This is the first installment in my series of Graphic Novel Reviews, in which I will publish a review each Tuesday until I run out of books. This is based, in part, on a class that I am currently taking about the graphic novel. Read the next one here
Blankets is a graphic novel by Craig Thompson which is a semi-autobiographical story about a young Craig as he grows up in a small, religious town wrought with bullies and abuse while dealing with his first real love.
This is both an analysis as well as a review; I have tried to keep spoilers to a minimum, but they are still present in the following paragraphs.
This is certainly a coming of age story, but what makes this unique is that his trigger for growing is not his relationship with Raina, but the dissolving of that relationship. Many tales are told of young love accelerating an adolescent’s growth into adults, but in this case, the clarity that comes with his heartbreak helps him break from his constrictive family. His family is like many one might find in the Mid-West, and this book beautifully and articulately explain the mind set of a confused, repressed, oppressed youth living in constant fear.
The art style is expressive yet accessible. Because the story is being told from the point of view of a developing artist, the visuals are even more important that usual. In a meta sense, the imagination of the character is shown through his dream and thought sequences in a way that he might draw, himself, allowing the readers a vivid picture of a creative mind’s machinations (Which he later created, making this book).
artstyle: expressive yet accessible. Artistic protagonist = important art. Meta art, him drawing a drawing of him drawing himeslf in the tree. Artwork made me enjoy it more. Flows more than novel would. Adult ideas are more religious/ more physical than abstract. Religious stories are drawn in more realistic style. When the feeling or thoughts are more potent than the reality, that is what is shown on the page, making for a fantastical yet realistic blending of dream and fantasy. In some cases, growing up in such a town, fantasy was more appealing to Craig for a long time.
The motif of “blanket” comes up many times in the book. Raina makes Craig a blanket, but Craig also carries a security blanket with him, wherever he goes. Raina uses Craig as a blanket to shied her from her family, as snow blankets the ground. His conservative home town smothers him like a too-hot quilt on a summer’s night.
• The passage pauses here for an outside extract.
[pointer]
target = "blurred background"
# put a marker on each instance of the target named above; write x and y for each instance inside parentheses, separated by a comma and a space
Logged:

This book is certainly an indictment of very conservative religions. Craig gets bullied at the Christian camp which he is sent to each year, his self-loathing induced by natural sexual urges is detrimental to his growth, and even his Sunday school teacher tells him that drawing is not an acceptable way to “praise God.” He at first turns to religion fervently, using heaven as a goal to achieve after suffering so much in life. However, Craig soon finds that this religious experience is not what he is looking for.
You may see a symbol akin to a sun with two chunks taken out strewn throughout the novel. This is like a hide-and-seek game the author plays with his readers, toying with the meaning of this repeated symbol strewn throughout the book.
Finally, this is a great example of the power of the graphic novel because unlike simple text or even film, readers can see the character’s feelings, attitudes, fears, and dreams though the depiction of the world around him. Take for instance, this photo of my copy of the novel. The two character’s word bubbles have two very different fonts printed in them and this shows clearly the character’s feelings. It is concise and clear.
I thoroughly enjoyed this novel and I recommend anyone who is interested in coming of age stories, the affects of religion, or the dynamics of very stressed families to pick up a copy.